Una Italia fiera, quella dei marò Salvatore Girone e Massimiliano Latorre che dagli arresti indiani hanno risposto al ministro Giulio Terzi: «Siamo italiani, ci comportiamo da italiani».
Un’Italia silenziosa, senza fanfare, senza volto, rappresentata dagli uomini della marina militare addetti alla protezione antipirateria impegnati sulla Costa Allegra.
Un’Italia orgogliosa che ha pagato e paga il suo tributo di sangue nelle missioni internazionali in Afghanistan, Libano e in Iraq e che, certa pubblicistica meschina, ha voluto liquidare come «incidenti sul lavoro».
Una bella Italia in divisa, omaggiata ieri da Silvio Berlusconi in riferimento al carabiniere della Val di Susa, che «ha dimostrato la differenza tra chi fa sempre il proprio dovere per il bene comune e chi sa solo insultare, l’abisso esistente tra chi ama l’Italia e ha il senso dello Stato e chi invece usa le invettive e la piazza per seminare odio e violenza».

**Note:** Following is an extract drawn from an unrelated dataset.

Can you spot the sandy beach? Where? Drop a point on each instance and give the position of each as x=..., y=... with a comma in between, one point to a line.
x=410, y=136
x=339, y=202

L’abisso che, a sinistra, qualcuno ha il coraggio di riconoscere e segnalare. Come Stefano Esposito, parlamentare Pd piemontese che, a proposito della deriva delle proteste No-Tav, ha lanciato l’allarme: «Certa sinistra col supporto di Fiom e Sel è convinta di lucrarci sopra. Vendola è un ipocrita. Gli sta bene l’alta velocità in Puglia, ma non verso la Francia». E, a proposito della scritta apparsa sulla A32, «Caselli ti ruberemo la salma», ha denunciato il fatto che nessuno degli amministratori locali del centrosinistra «abbia speso una parola a favore del procuratore, solo attestati di solidarietà per gli arrestati».
Nulla di nuovo sotto il sole: la solidarietà per i due marò arrestati in India non è stata manifestata da molte amministrazioni rosse, solo perché gli uomini in divisa, per una parte della sinistra, restano dei nemici.
Non è un caso che in questi giorni nelle sale stia per arrivare la pellicola di Daniele Vicari dedicata al G8 del luglio 2001. Non sulla devastazione della città di Genova, ma solo ed esclusivamente su quanto accaduto nella scuola Diaz, prima, e nella caserma di Bolzaneto, poi. In uscita il 13 aprile, confezionato come un film horror stereotipato: da una parte le forze di polizia ritratte sotto due specie, quella degli aguzzini semplici e quella dei torturatori specializzati. Unica eccezione un vicequestore che scopre di avere un cuore e che si pone qualche domanda, interpretato da Claudio Santamaria. Dall’altra i buoni, i fermati, ovviamente giovani inermi, finiti disgraziatamente al macello come i protagonisti di Quel motel vicino alla palude. Una pellicola pulp che, alla luce del video del Corriere.it di ieri che mostrava le provocazioni del no-tav nei confronti del carabiniere, andrebbe magari aggiornata. Per raccontare l’altra faccia della violenza, verbale e fisica, ammannita in tutte le salse, anche cinematografiche contro chi ha l’unica colpa di indossare una divisa e di fare il proprio dovere.